O ex-talibé Soibou Sall foi levado à daara pelos pais porque o tio dizia que havia uma profecia. "Ele falou que eu seria um grande líder do Islã. Em princípio, eu fiquei contente em estudar o Alcorão e conhecer Deus, mas depois de uma semana já queria voltar. E não podia."
Segundo a missionária Sirlene Câmara, quando chegam à adolescência, os meninos começam a esconder pequenas quantias de dinheiro para tentar fugir e reencontrar a família. "É uma situação emocional muito degradante, porque eles finalmente descobrem que foram doados para esses líderes. Eles são levados de volta para a escola pelos próprios pais, apesar de estes saberem das condições a que os filhos estão expostos. A grande maioria das crianças não aceita e, numa segunda fuga da daara, vai para as ruas", conta.
Geralmente, os ex-talibés fogem para locais distantes das escolas alcorânicas. Grande parte segue em direção à capital Dacar. "Muitos se organizam em gangues. Eles ficam expostos a toda problemática de rua: prostituição, drogas e violência", diz Sirlene.

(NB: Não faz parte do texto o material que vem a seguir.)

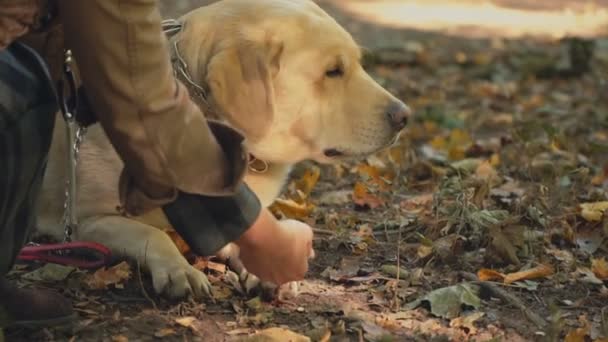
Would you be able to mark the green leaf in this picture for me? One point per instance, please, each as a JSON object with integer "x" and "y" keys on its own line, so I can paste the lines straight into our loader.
{"x": 448, "y": 302}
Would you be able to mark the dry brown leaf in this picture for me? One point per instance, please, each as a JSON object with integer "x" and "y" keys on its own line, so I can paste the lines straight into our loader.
{"x": 120, "y": 338}
{"x": 540, "y": 271}
{"x": 200, "y": 263}
{"x": 593, "y": 211}
{"x": 579, "y": 334}
{"x": 292, "y": 209}
{"x": 467, "y": 322}
{"x": 278, "y": 335}
{"x": 103, "y": 277}
{"x": 308, "y": 181}
{"x": 181, "y": 245}
{"x": 185, "y": 321}
{"x": 214, "y": 266}
{"x": 363, "y": 197}
{"x": 417, "y": 203}
{"x": 376, "y": 178}
{"x": 486, "y": 274}
{"x": 600, "y": 268}
{"x": 164, "y": 332}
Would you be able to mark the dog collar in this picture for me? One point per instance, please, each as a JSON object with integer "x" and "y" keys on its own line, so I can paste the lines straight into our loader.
{"x": 257, "y": 165}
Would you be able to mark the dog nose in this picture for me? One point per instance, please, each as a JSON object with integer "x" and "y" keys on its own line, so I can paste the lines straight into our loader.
{"x": 398, "y": 114}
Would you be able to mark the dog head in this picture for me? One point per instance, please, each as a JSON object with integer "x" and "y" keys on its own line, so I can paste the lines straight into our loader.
{"x": 289, "y": 77}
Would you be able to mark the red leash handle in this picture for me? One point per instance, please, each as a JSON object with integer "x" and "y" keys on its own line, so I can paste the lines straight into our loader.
{"x": 97, "y": 255}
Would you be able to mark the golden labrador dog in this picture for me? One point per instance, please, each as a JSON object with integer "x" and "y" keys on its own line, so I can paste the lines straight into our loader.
{"x": 283, "y": 72}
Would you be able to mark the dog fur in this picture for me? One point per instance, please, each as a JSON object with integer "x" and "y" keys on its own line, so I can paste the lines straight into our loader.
{"x": 283, "y": 72}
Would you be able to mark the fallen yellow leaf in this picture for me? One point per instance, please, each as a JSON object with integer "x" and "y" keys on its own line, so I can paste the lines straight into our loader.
{"x": 103, "y": 277}
{"x": 495, "y": 159}
{"x": 577, "y": 335}
{"x": 600, "y": 268}
{"x": 185, "y": 321}
{"x": 292, "y": 209}
{"x": 363, "y": 197}
{"x": 424, "y": 251}
{"x": 486, "y": 274}
{"x": 593, "y": 211}
{"x": 485, "y": 171}
{"x": 308, "y": 181}
{"x": 533, "y": 273}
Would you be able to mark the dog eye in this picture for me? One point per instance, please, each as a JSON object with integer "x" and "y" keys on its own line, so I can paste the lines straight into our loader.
{"x": 335, "y": 72}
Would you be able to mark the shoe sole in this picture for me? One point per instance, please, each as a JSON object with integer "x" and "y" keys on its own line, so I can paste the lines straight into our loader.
{"x": 59, "y": 322}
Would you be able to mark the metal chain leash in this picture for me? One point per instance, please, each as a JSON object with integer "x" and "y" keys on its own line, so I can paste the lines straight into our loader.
{"x": 75, "y": 134}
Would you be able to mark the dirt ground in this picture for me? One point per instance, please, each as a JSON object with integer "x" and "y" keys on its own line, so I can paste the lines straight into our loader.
{"x": 486, "y": 222}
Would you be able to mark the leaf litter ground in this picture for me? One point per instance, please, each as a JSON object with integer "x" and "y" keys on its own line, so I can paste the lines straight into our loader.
{"x": 486, "y": 222}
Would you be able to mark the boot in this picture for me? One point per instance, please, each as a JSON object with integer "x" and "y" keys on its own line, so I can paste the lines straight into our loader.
{"x": 32, "y": 308}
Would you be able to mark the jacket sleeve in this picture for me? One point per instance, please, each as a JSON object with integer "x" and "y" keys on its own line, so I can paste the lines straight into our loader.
{"x": 162, "y": 137}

Soibou Sall viveu na escola alcorânica até os 14 anos. "Eu queria sair de lá com a benção da minha família, mas meu pai não permitiu. Eu fugi para Dacar e passei a viver como menino de rua", conta. Depois de seis meses, o ex-talibé encontrou o abrigo da missão religiosa coordenada por Sirlene Câmara.
Pela manhã, depois de pedir dinheiro nas ruas, muitos talibés procuram a casa de acolhida. "O abrigo guarda o dinheiro que eles arrecadaram e devolve no fim do dia. Eles podem almoçar, ter aulas de francês e atendimento médico. Eles voltam para as ruas, arrecadam mais dinheiro e voltam às daaras. Não podemos nos confrontar com os marabus e a cultura local", argumenta Sirlene.
Churrascaria brasileira
Ex-talibés que fugiram e se tornaram moradores de rua têm hoje a oportunidade de trabalhar num restaurante criado pela missão. A Churrascaria Brasil começou em um quintal e hoje serve a elite da capital senegalesa. Todos os funcionários passaram pelo abrigo mantido pela entidade religiosa.
"Os meninos se tornaram profissionais em restaurante. Os clientes nem imaginam que estão sendo atendidos por ex-talibés e ex-meninos de rua", conta Sirlene Câmara. "Eles preparam muito bem a farofa, a feijoada e o churrasco."
Soibou Sall começou a trabalhar na churrascaria em 2002. "Trabalhar no restaurante me ajudou a reconstruir minha vida depois de anos como talibé e menino de rua." Hoje ele é também pastor e cantor evangélico.